In another avatar, Aswathy Mathen wrote the script for the historic hit Malayalam film “Manavatti”, produced by her husband and directed by none other than C.S. Sethumadhavan. The script for this film was written by her making her the first ever woman script writer in Malayalam films in an era were women only acted in films. This film threw up memorable tunes like ‘Ashtamudi Kayalile’ and ‘Idaya Kanyake’, a tune until some time ago Sri. K.J. Jesudas the acclaimed singer always started his live concert with.
This epic recipe book ‘Ente Tharavad Pachakam’ originally compiled and written in Malayalam at her ancestral home is a compilation of Aswathy Mathen’s 50 years of experience in varied cooking experiences, especially for her grandchildren. This English Edition, broadens the scope but retains the essence of the original and is dedicated to her by her children. It holds pride of place in my cookery book collection, especially because of the fact that she spent most of her years in Kollam, my hometown and therefore forms part of Kollam’s quaint legacy.
As I flipped through the pages to lock in on a dish which I planned to cook in my home kitchen in Bangalore, the name itself got me hooked. NAADAN ERACHI CURRY (Country Meat Curry). My choice of meat was obviously mutton. It was a no brainer. Back in the days, Kollam was a mutton town. It still is. That’s what I have come to conclude from discussions with food aficionados of Kerala.

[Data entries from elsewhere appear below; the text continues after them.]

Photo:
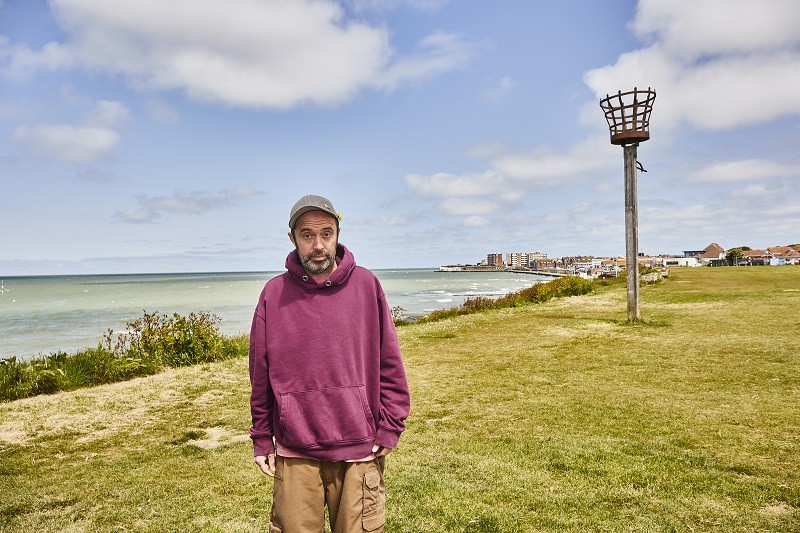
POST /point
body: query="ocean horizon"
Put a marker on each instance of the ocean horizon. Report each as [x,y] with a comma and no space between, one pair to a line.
[45,314]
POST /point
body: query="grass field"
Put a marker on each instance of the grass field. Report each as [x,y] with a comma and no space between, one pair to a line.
[552,417]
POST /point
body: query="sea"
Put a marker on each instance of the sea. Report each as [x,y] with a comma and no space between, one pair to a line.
[40,315]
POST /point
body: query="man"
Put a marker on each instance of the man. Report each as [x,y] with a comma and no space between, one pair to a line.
[329,391]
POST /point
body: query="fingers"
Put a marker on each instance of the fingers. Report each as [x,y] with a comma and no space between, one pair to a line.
[381,451]
[266,464]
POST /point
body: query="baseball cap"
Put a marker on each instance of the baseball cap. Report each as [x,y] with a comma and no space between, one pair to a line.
[311,202]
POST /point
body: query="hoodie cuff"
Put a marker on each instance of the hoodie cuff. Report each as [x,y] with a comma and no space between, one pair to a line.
[263,446]
[386,438]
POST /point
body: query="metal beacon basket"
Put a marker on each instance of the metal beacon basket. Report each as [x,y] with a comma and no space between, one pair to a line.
[628,115]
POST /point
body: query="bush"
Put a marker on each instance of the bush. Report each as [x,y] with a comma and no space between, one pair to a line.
[149,344]
[539,293]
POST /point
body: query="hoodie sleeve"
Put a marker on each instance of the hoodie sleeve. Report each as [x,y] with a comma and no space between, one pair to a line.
[261,396]
[395,395]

Now that I had homed in on the dish to cook, I realized that my Amma’s birthday was in a couple of days. What better day to cook up a Kollam heritage dish from an epic cook book edited by her son!
When I informed him that I would start off with a traditional meat curry, his tip to me was “You’ll need to make the Kerala Garam Masala exactly as per her recipe and then cook up the meat curry as all meat curries would require this Garam Masala to be added in.”

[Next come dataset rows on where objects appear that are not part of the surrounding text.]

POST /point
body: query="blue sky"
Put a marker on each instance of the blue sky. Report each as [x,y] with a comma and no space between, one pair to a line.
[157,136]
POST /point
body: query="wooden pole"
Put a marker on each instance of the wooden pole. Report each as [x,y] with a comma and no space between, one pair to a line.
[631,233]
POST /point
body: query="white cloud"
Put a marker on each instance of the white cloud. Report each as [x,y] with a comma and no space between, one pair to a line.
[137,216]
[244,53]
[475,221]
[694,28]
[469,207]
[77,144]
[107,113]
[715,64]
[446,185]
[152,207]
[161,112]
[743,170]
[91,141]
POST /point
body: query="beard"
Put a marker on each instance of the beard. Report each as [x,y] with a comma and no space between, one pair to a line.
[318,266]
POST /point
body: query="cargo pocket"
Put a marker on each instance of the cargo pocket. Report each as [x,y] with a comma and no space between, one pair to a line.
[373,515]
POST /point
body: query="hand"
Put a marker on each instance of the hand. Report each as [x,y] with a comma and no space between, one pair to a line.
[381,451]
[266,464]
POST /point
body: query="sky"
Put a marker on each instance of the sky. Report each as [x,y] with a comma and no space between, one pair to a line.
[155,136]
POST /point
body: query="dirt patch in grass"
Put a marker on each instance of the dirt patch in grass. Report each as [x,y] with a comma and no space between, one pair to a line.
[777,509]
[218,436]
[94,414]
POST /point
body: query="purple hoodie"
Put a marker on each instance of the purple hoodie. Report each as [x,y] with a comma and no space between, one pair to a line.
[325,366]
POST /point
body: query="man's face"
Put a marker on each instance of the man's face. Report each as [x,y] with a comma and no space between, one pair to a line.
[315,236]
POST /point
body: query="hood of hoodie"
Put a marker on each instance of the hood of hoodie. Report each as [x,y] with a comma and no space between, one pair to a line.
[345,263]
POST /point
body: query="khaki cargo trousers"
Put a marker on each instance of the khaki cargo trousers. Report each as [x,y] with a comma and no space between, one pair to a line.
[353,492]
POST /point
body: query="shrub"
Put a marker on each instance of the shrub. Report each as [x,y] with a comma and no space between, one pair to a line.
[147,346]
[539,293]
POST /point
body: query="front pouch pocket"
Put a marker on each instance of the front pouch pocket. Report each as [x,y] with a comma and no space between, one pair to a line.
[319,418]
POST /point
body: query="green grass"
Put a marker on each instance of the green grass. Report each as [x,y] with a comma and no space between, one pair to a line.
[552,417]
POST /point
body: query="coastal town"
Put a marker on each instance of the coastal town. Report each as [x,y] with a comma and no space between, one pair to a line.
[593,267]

I even shopped for Khus Khus which was a key ingredient in the Kerala Garam Masala mix.
Each of the 6 required whole spices were arranged as per the weight specified. Then they were roasted separately; First the cloves and cinnamon, followed by pepper corns and lastly the Perum Jeerakam (Fennel seeds) and cumin along with the Khus Khus.
A good grind in the blender and ‘The Kerala Garam Masala’ was done.

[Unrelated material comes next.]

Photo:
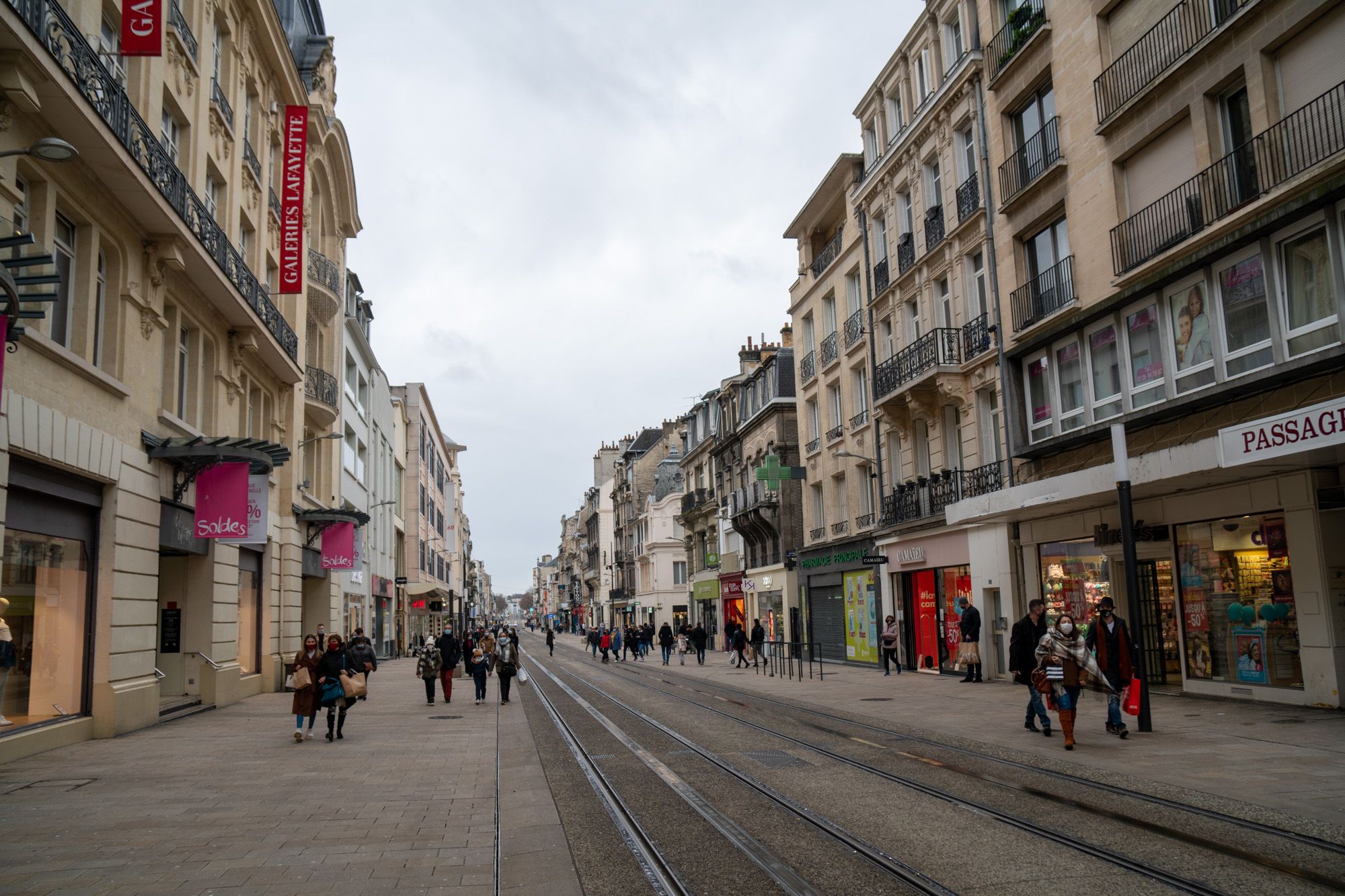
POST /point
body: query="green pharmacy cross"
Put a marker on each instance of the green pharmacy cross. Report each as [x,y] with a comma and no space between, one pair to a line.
[773,473]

According to Aswathy Mathen’s tip: Cardamom is never used in a Kerala Garam Masala powder. Period. She is absolutely right.
I got to cooking the ‘Naadan Erachi Curry’ up. I stuck to the recipe’s every ingredient and technique of cooking.
The sliced shallots, the coconut milk extracted from freshly grated coconut, interplay of coconut oil and ghee, and the magic of the Kerala Garam Masala in combination with the rest of the spice powders gave the curry a wholesomeness that comes only with authentic ingredients and freshly roasted spices.
The final tempering and the roasted slices of coconut all added to the look and unique flavour of the Traditional Mutton Curry.
On tasting, it was pure delight. The mutton pieces slow cooked to perfection in a regular open vessel had absorbed all the flavours and the consistency of the curry was just as slurry as I had imagined.
To go with this classic ‘Naadan Mutton Curry’ I ventured to make a ‘Nei Choru’ (Ghee rice) which I had learned from my Kollam Friends’ culinary adventures in Bangalore.
So for my Amma’s 85th birthday lunch, there was Naadan Mutton Curry with Nei Choru. The mutton curry cooked the ‘Tharavad’ way and the simple Ghee rice became a great combo. It was almost like everyone was back on the banks of the Ashtamudi Lake in Kollam, Kerala.
Not only was it a lunch cooked by me for my Mom’s birthday, more importantly the main dish was created from a recipe in a book translated, edited by a son in the memory of his mother Aswathy Mathen’s culinary skills.
Monu Danesh Surendran works for a retail organization in Bangalore and heads it online and branding division. He is a foodie by passion and therefore tries his hand at stuff in his home kitchen. While not dabbling in cooking during his days off he likes his music and of course trying out food. He prefers home cooked cuisine though restaurant fare guarantees a good outing with friends.